3671915-5424634.jpgFatimata Warou ! Quelle belle personne ! Ses bras vous enveloppent, son rire se propage en vous et tout autour de vous… Non, elle ne passe pas inaperçu ! Elle est la joie de vivre ! À la fois africaine et française, Fatimata Warou a trouvé sa place de femme dans les deux sociétés où elle vit. Avec l'association MATA (signifiant femme en langue haoussa) qu'elle a créée en 2003, elle s'active entre le Niger et la France. Son objectif : « Promouvoir l'autonomie politique, sociale et économique des femmes. » Depuis peu, elle fait aussi partie des « Femmes d'Afrique et de Bretagne en réseau » (FABER).

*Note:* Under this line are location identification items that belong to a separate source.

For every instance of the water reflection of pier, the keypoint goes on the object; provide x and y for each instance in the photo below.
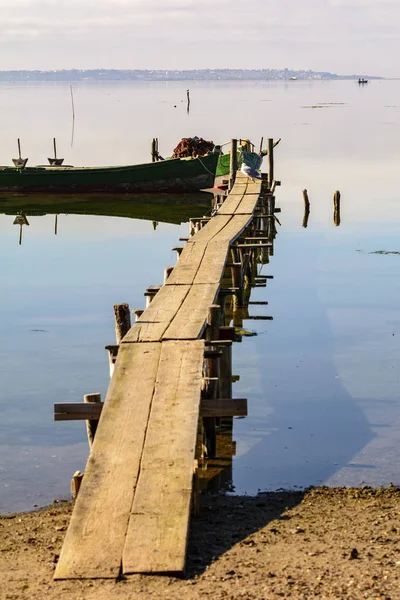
(158, 209)
(214, 471)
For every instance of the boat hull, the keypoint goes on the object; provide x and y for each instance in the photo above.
(169, 176)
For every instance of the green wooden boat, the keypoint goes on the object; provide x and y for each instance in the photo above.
(224, 163)
(170, 176)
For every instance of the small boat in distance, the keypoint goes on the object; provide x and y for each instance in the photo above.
(175, 175)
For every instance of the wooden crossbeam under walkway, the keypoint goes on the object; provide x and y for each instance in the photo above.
(133, 509)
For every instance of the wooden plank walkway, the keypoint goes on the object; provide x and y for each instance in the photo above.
(133, 509)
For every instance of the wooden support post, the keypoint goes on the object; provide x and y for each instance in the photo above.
(112, 356)
(225, 370)
(306, 208)
(270, 162)
(122, 321)
(336, 207)
(212, 333)
(76, 483)
(137, 312)
(178, 250)
(213, 322)
(233, 164)
(167, 273)
(91, 425)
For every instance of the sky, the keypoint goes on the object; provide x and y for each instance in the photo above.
(341, 36)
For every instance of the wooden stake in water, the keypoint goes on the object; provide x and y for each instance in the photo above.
(73, 115)
(336, 208)
(122, 316)
(233, 164)
(270, 161)
(91, 425)
(306, 208)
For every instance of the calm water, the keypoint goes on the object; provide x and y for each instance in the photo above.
(322, 379)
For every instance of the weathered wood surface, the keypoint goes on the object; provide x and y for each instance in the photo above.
(190, 321)
(95, 538)
(79, 411)
(158, 529)
(154, 321)
(133, 507)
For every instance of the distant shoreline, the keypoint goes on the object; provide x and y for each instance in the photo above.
(117, 75)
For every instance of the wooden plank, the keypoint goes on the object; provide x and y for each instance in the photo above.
(186, 268)
(189, 323)
(207, 232)
(230, 204)
(80, 411)
(154, 321)
(212, 266)
(158, 527)
(240, 186)
(96, 535)
(233, 229)
(248, 204)
(74, 411)
(223, 407)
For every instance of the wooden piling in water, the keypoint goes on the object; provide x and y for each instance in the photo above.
(306, 208)
(336, 208)
(167, 273)
(122, 316)
(233, 164)
(270, 161)
(91, 425)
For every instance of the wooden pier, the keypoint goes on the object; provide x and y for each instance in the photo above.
(173, 366)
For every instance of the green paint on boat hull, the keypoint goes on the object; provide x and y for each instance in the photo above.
(169, 176)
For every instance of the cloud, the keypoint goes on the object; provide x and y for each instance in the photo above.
(336, 35)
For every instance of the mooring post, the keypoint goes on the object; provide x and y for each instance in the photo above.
(270, 161)
(167, 273)
(336, 208)
(212, 333)
(91, 425)
(225, 369)
(122, 316)
(233, 164)
(213, 322)
(306, 208)
(76, 483)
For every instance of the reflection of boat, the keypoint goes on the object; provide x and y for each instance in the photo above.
(172, 176)
(163, 208)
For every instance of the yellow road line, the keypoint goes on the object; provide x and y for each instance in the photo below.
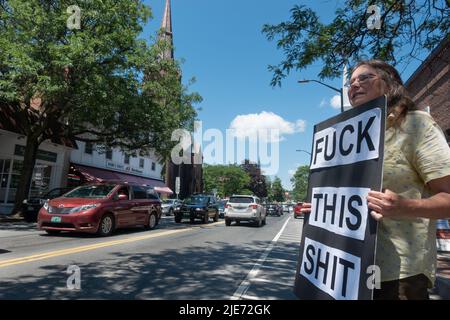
(63, 252)
(52, 254)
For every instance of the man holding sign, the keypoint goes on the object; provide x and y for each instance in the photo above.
(348, 162)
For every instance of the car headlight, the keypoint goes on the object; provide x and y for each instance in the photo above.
(84, 208)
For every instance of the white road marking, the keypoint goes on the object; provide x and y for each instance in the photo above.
(245, 285)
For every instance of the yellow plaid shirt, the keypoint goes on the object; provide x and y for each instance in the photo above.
(414, 154)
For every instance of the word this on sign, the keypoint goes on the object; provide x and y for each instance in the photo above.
(342, 211)
(348, 142)
(334, 271)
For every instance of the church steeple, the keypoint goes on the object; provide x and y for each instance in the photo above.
(166, 31)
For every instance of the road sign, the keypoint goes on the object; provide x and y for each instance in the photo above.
(338, 239)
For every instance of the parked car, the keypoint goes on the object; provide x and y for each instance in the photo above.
(245, 208)
(198, 206)
(168, 206)
(274, 209)
(101, 208)
(31, 207)
(222, 205)
(297, 210)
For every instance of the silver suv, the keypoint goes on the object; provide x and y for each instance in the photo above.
(245, 208)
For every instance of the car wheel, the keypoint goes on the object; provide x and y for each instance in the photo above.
(53, 232)
(106, 226)
(152, 221)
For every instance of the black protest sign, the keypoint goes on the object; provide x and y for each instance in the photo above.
(337, 251)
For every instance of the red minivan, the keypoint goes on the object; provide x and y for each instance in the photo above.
(101, 208)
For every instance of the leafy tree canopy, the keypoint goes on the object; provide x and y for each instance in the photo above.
(406, 29)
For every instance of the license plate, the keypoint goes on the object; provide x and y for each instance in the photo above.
(56, 219)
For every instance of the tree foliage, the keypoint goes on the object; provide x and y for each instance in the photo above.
(408, 28)
(90, 79)
(300, 183)
(227, 179)
(276, 192)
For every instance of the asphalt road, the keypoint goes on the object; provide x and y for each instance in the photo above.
(173, 261)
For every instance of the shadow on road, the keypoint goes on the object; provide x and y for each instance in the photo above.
(211, 271)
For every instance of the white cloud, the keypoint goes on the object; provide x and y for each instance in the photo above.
(264, 123)
(335, 102)
(323, 103)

Fatimata Hamey-Warou a été professeure au CEG de Dogondoutchi, puis à l'EN de Maradi de 1983 à 1989 au Niger. Elle est titulaire d’un DEA Sciences Humaines à Rennes 2. Présidente fondatrice de l’Association franco-nigérienne de défense des droits de la femme au Niger (MATA), elle a été aussi responsable du Pôle Seniors UAIR (Union des Associations Interculturelles de Rennes).

La richesse de sa culture, de ses deux cultures devrais-je écrire, m'ont impressionnée et j'ai désiré connaître ses réponses aux six questions posées dans mon livre "L'avenir est en nous" et surtout les faire partager à vous, chères lectrices et chers lecteurs de mon blog.

1. Comment vous présenteriez-vous ?
Je suis une émissaire de la paix

2. Avez-vous vécu une expérience déterminante qui a modifié, changé votre parcours de vie ? Cette expérience vous a-t-elle amené à prendre des décisions qui orientent encore votre vie ?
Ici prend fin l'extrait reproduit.